Gateway Keyvisual

Der Bewerbungsprozess

Bewerbungsmappe für Lehrstelle
Von Unternehmen zu Unternehmen kann der Bewerbungsprozess unterschiedlich sein. Dies merkte auch Stella, als für Sie das Bewerbungen Schreiben begann. Mit der Untersützung ihrer Lehrer und Mutter meisterte sie diesen Prozess souverän.

Der Bewerbungsstress hatte endlich ein Ende…

In der 8. Klasse haben wir uns mit dem Schreiben von Bewerbungen beschäftigt. Das heisst Lebenslauf, Motivationsschreiben, Zeugnisunterlagen, Stellwerk usw. Anfangs war es ziemlich heftig, doch mit der Zeit hatte ich es immer mehr im Gefühl mit dem Bewerbungen schreiben. Die Schule und meine Eltern waren mir dabei eine grosse Stütze. Doch am meisten hat mir wieder meine Mutter geholfen und dafür bin ich sehr dankbar, vor allem am Anfang, denn ich hatte noch keine Erfahrungen gemacht.

Mit dem Bewerben habe ich verschiedene Erfahrungen gemacht, denn jeder Betrieb hat es anders verlangt.

Anfangs ging es um die Schnupperlehren. Beim ersten Mal Beck schnuppern musste ich nur anrufen und hatte danach sofort die Zusage. Beim zweiten Mal musste ich vorbeikommen und ein Dossier mit Deckblatt usw. abgeben. Danach durfte ich auch schnuppern gehen.
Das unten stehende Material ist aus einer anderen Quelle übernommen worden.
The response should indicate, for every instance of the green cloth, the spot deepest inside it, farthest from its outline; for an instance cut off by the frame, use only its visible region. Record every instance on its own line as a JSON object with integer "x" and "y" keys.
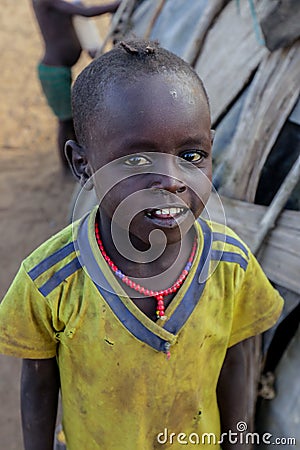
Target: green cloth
{"x": 56, "y": 84}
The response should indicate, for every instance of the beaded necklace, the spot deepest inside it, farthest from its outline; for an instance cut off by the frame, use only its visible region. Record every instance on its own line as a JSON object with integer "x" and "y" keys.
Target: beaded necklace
{"x": 158, "y": 295}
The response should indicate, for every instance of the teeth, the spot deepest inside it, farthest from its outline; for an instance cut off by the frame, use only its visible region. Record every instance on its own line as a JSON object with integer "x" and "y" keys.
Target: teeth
{"x": 168, "y": 211}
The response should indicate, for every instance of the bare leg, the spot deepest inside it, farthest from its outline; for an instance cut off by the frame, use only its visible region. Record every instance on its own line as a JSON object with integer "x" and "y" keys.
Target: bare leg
{"x": 65, "y": 132}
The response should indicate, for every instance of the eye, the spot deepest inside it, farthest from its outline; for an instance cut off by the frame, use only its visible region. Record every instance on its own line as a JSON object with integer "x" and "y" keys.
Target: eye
{"x": 137, "y": 160}
{"x": 193, "y": 156}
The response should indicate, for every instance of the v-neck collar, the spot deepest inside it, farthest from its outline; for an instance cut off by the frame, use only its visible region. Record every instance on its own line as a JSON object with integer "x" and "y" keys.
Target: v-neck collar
{"x": 158, "y": 334}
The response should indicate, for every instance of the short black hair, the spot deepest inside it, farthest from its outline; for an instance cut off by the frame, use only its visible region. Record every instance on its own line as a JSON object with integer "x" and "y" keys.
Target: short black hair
{"x": 128, "y": 60}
Meistens habe ich eine E-Mail geschrieben, weil ich telefonieren gehasst habe, doch manchmal war ich trotzdem gezwungen anzurufen.
Als ich noch nicht gewusst hatte, was ich werden will, war das Bewerbungen schreiben immer ein Muss, ich habe es nicht gerne gemacht und man brauchte jedes Mal noch eine Ladung mehr Elan und Motivation.

Manchmal musste ich während dem Schnuppern noch einen Eignungstest machen, die waren aber nicht schwierig. Meistens ging es um das Vorstellungsvermögen und Dreisatz rechnen.

Was mich einmal ein bisschen verwundert hat war, als ich zu einem Vorstellungsgespräch eingeladen wurde, obwohl ich mich eigentlich erstmal für das Schnuppern beworben hatte.

Aber naja, es war nicht weiter schlimm und eine Erfahrung war es auch noch.

In der 9. Klasse wurde es dann ernst und ich habe gemerkt, dass ich jedes Mal mein Stellwerk mitschicken musste, wenn ich mich beworben habe.

Als ich dann gewusst habe, dass ich FaBe werden möchte, ging es ziemlich schnell. Ich habe meinem Favoriten direkt nach dem Schnuppern geschrieben, dass ich mich gerne bewerben möchte. Alle Unterlagen habe ich schon für das Schnuppern abgegeben, das heisst, ich habe einfach eine Mail geschrieben und bin danach noch vorbei gegangen. Nachdem ich das gemacht hatte, habe eine Woche später ich die Zusage bekommen. Ich war total überwältigt, denn ich hatte damit nicht gerechnet, dass ich so schnell die Zusage bekommen würde.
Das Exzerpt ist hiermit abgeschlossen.